Okay two things here. First, the simplest, jump down to the last line of
code and the output after. We can see that the user we grabbed as
``check_user`` that met our condition for which we made ICU patients is
properly found and is the same ``VulnerablePatient``. How we condition
that should be familiar now if it wasn't before we started.

The second thing to note is that we combine a few of our methods,
finally, into a nice and concise example.

We first want to get a user that we know would be a
``VulnerablePatient`` by conditioning the same way, here, age > 30. We
do this in a generator because we now love them, but more imporantly we
want to just get the first user that meets these conditions. We *do not*
want to generate a full list of condition matching users because,
remember, they are expensive, and we only need one and really fast. So
to do this, we use a generator that will yield matching conditions, and
we use ``next`` one time so we get the first iteration that is yielded.

You will see we do this in a shortcut by using a generator comprehension
that is wrapped in ``next``. We could have also done this like
``(generator comprehension).next()``, but that's not as clean, nor is it
necessary in modern Python.

You'll then see we do the same with our ICU patients list, but here we
condition on the name being the same as our single ``check_user`` we
just found. So we search for a single match (even though we know there
are more) and then again, we search for a single match (but here we know
there should be only one - yet our syntax is the same for our purposes).
You might note, we did not break this out to catch a ``StopIteration``
because we know the data exists and each will successfully return. (*We
say that all the time in production and then things blow up, don't
they?*)

Okay, back to it. We now have a ``User`` and a ``VulnerablePatient``
that should be the same person. But is this a copy or a reference to one
memory block?

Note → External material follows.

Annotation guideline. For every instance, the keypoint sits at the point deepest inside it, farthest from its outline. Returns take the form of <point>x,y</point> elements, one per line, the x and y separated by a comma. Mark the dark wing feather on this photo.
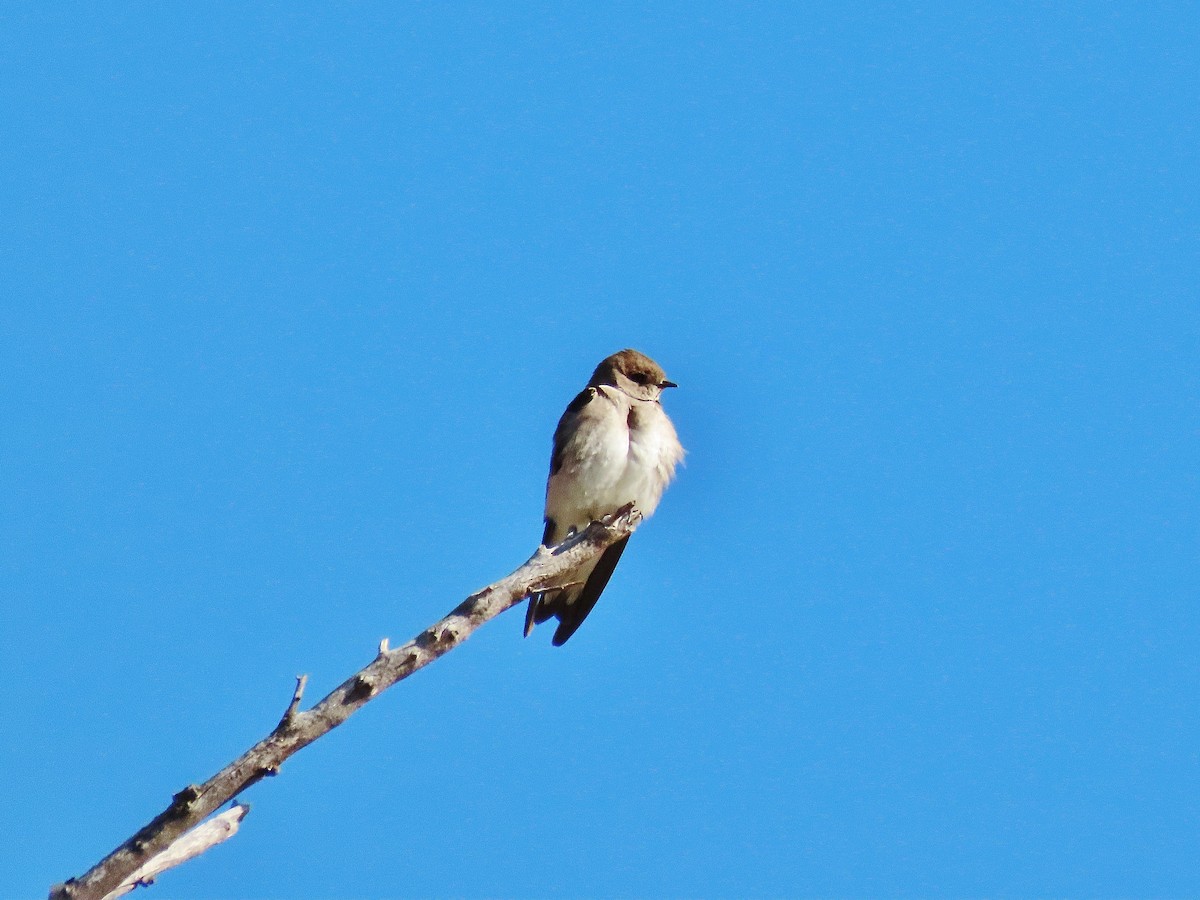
<point>570,616</point>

Let's check.

.. code:: python

    print(f'{id(check_user)=}, {id(compare_vulnerable_patient)=}, and {id(compare_vulnerable_patient.patient)=})', end='\n\n')

    def assert_equivalency(obj1, obj2):
        """Assert the equivalency of two objects"""
        try:
            assert id(obj1) == id(obj2)
        except AssertionError:
            print(f'{obj1=} and {obj2=} are not equivalent', end='\n\n')
        else:
            print(f'{obj1=} and {obj2=} are equivalent', end='\n\n')

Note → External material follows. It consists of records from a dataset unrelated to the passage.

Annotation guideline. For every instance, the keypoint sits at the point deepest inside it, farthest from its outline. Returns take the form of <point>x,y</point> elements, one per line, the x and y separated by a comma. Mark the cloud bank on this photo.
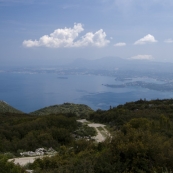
<point>147,39</point>
<point>143,57</point>
<point>68,37</point>
<point>168,40</point>
<point>120,44</point>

    assert_equivalency(check_user, compare_vulnerable_patient)
    assert_equivalency(check_user, compare_vulnerable_patient.patient)


.. parsed-literal::

    id(check_user)=140252981884720, id(compare_vulnerable_patient)=140252983924240, and id(compare_vulnerable_patient.patient)=140252981884720)

    obj1=<User> self.name='Matthew' | self.age=45 | True and obj2=<VulnerablePatient> <User> self.name='Matthew' | self.age=45 | True are not equivalent

    obj1=<User> self.name='Matthew' | self.age=45 | True and obj2=<User> self.name='Matthew' | self.age=45 | True are equivalent


So a few ways to look at it. The first we simply print the result of the
``id`` function which will tell us the object's unique identifier in
memory. The second way is to ``assert`` the equivalency of the ``id``.
And the third was is to directly check equivalency by comparing.

As you can see, all three methods work and give us the same result.
While the ``User`` and the ``VulnerableUser`` are not the same object,
which is what we expect, the ``VulnerableUser.patient`` and the ``User``
are the same. So we did not create a second in-memory patient when we
put them in a ``VulnerableUser`` object.

Okay, this last part was a bit of a tangent from what we were going
through up to this point. However, we did a nice culmination of our
methods in getting ``check_user`` and ``compare_vulnerable_patient``,
and then hopefully the explanation of in-memory and referencing, and how
we can check these things, proves to be helpful.

I think that should do it for generators and generator comprehensions,
and when we might want to use them over lists and list comprehensions.